Bu sonuca sevinen utansın!

Haberin Devamı

Öncelikle şunu söylemeliyim; küme düşmesi haftalar öncesinden belli olan Adana Demirsporlu tüm oyuncuları ve zor günlerde sorumluluk üstlenen hocaları Mustafa Alper Avcı’yı kutluyorum.
O gençler sadece Adana’nın değil, Türk futbolunun geleceği olacaktır yarınlarda.
On milyonlarca euro bedelle ve şampiyonluk hedefiyle oluşturulan, ancak ligde hüsran yaşayan Trabzonspor karşısındaki direnişleri, umut veren bir başkaldırıdır.
Dileğim ve inancım, gelecek sezon çok daha güçlü bir destekle geri dönmeleridir. Bu kulübü yönetenlere mesajım; gidiş gelişleriniz sizin olsun; artık gerçekleri görün.
Maça gelince; gazeteci yazar, çizer, yorum yapar.
“Trabzonspor’un sezonun kalan bölümünde üç önemli maç var, biri ligde Galatasaray, diğer ikisi hafta içinde kupada Göztepe ile oynayacağı yarı final müsabakası ve turu geçerse, UEFA yolunu açacak final sınavıdır” der.
Lakin futbolcu böyle düşünemez. Onların görevi aldığı milyonlarca euronun karşılığını vermek ve taraftarı memnun etmektir. Rakibi küçümsemek işe ihanettir.
Neydi Adana Demirspor karşısındaki halleri? Yarıdan fazlası gencecik çocuklardan oluşan rakip önündeki acizlikleri?
Yapmaları gerekeni illa teknik direktörleri Fatih Tekke mi anlatacaktı? Aklı çalışan, baskı kurar, golleri atar, fişi çeker ve kalan bölümde yedek kulübesindeki arkadaşlarına ter antrenmanı yaptırırdı.
Burada taktikten, kurgudan söz etmek saflıktır. En çok canı sıkılan da, söyledikleri kulak ardı edilen kuşkusuz Fatih Hoca’dır.
İlk yarıda Visca’nın ortasında kalecinin müdahalesi ve uzatma dakikalarındaki köşe atışında Banza’nın kafa vuruşuyla attığı gol.
Ya Demirspor’un pozisyonları? Tehlike seviyeleri alarm düzeyinde değildi ama rakibi bu bölgeye kadar sokmak bile maç özelinde eleşti konusudur.

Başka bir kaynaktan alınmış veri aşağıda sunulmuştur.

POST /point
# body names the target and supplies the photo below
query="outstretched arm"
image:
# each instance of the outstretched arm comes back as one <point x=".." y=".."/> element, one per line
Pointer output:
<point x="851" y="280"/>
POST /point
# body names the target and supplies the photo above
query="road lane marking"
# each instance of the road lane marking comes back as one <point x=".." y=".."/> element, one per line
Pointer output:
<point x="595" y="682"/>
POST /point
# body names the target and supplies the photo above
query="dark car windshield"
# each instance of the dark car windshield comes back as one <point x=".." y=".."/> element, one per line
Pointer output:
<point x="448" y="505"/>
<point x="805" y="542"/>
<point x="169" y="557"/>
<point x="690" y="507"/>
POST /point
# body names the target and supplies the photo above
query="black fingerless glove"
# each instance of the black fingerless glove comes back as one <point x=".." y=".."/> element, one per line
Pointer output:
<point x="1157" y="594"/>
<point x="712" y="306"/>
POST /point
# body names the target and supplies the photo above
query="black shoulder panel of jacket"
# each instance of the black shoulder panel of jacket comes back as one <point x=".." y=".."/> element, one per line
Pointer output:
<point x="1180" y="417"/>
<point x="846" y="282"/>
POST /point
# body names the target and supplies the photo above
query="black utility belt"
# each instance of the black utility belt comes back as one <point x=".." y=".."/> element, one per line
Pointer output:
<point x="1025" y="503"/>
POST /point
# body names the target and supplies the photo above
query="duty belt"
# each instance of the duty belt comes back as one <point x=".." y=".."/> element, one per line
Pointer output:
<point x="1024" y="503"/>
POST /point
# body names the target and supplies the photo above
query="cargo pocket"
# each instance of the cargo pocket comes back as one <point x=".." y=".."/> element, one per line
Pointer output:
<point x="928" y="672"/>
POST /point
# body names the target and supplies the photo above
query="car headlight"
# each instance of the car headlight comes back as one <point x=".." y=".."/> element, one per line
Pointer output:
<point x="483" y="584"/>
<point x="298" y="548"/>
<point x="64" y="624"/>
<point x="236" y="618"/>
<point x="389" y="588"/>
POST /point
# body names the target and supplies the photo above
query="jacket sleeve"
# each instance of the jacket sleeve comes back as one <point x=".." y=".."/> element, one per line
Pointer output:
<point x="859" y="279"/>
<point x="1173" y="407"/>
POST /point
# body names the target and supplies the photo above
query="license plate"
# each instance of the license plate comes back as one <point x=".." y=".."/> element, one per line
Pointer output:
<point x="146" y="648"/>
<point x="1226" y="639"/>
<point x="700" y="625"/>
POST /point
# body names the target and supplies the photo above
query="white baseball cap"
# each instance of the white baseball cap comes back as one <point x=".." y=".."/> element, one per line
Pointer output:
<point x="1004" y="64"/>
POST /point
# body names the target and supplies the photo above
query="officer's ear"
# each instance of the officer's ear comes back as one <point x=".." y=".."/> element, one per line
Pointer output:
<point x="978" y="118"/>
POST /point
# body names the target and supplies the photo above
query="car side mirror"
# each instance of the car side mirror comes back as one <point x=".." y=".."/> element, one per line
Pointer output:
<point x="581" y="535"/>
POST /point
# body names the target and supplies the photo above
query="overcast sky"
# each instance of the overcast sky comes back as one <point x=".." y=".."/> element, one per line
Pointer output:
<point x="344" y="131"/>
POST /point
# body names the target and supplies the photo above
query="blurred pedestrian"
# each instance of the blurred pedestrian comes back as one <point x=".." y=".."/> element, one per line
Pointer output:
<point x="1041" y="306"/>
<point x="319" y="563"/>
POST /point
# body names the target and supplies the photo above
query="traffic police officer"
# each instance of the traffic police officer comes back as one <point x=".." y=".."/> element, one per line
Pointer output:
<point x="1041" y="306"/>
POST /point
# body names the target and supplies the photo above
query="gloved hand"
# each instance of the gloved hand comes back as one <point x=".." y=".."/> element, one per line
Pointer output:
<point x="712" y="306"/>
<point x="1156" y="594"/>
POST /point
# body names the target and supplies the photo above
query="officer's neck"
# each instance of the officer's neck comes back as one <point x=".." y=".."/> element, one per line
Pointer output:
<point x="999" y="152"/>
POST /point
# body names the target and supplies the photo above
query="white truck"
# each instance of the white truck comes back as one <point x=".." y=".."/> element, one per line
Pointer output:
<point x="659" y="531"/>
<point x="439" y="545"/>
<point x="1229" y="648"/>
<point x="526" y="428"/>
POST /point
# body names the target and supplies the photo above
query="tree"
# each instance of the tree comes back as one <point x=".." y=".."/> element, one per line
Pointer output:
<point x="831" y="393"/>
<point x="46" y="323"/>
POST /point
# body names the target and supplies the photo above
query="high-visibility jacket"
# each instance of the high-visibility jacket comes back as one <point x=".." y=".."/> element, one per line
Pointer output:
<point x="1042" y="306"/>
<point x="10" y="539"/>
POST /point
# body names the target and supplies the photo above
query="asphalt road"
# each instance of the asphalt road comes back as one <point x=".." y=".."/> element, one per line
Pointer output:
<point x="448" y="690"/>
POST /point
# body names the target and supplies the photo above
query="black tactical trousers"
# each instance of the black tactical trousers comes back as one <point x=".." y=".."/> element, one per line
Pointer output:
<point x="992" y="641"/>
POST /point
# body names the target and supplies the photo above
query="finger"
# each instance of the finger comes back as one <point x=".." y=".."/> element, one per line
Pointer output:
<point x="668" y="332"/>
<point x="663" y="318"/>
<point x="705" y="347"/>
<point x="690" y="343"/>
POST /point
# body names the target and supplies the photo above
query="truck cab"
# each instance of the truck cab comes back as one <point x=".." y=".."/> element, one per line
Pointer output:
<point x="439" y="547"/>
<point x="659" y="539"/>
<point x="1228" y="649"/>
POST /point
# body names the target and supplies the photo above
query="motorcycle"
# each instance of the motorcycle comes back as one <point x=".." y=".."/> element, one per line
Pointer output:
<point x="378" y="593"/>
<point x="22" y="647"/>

Fatih Tekke’nin yaptığı değişiklikler ilk bölümü telafi etme niyetindeydi. Pozisyon vardı, sonuç yoktu. Aksiyon vardı, gol yoktu. Niyet vardı, karşılığı yoktu.
Demirspor ikinci yarıda dik durdu, mücadele etti, direndi puan alabilmek adına son dakikaya dek fırsat kolladı.
Hissiyatımı söylüyorum; beraberlik Trabzonsporlu oyuncuların umurunda olmazdı.
Böyle rakip önünde coşku yaratamıyorsan, kazanma isteğini yansıtamıyorsan, yarına dair nasıl umut vereceksin?
Yazımın başında, üç kritik maçtan söz ettim. Kusura bakmayın da, bu zihniyet hiç birine yetmez.
Futbol sadece sahada oynanmıyor. Yani skor üzerine yoğunlaşamayız. Trabzonspor, dört büyükler arasında en büyük borç yüküne sahip ilk kulüp. Bunu devletin resmi kaynakları ortaya koyuyor.
Öngörüm; Trabzonspor sezonu kupasız tamamlar ve seneye Avrupa bileti alamazsa, bir felaketin eşiğine gelmiş demektir!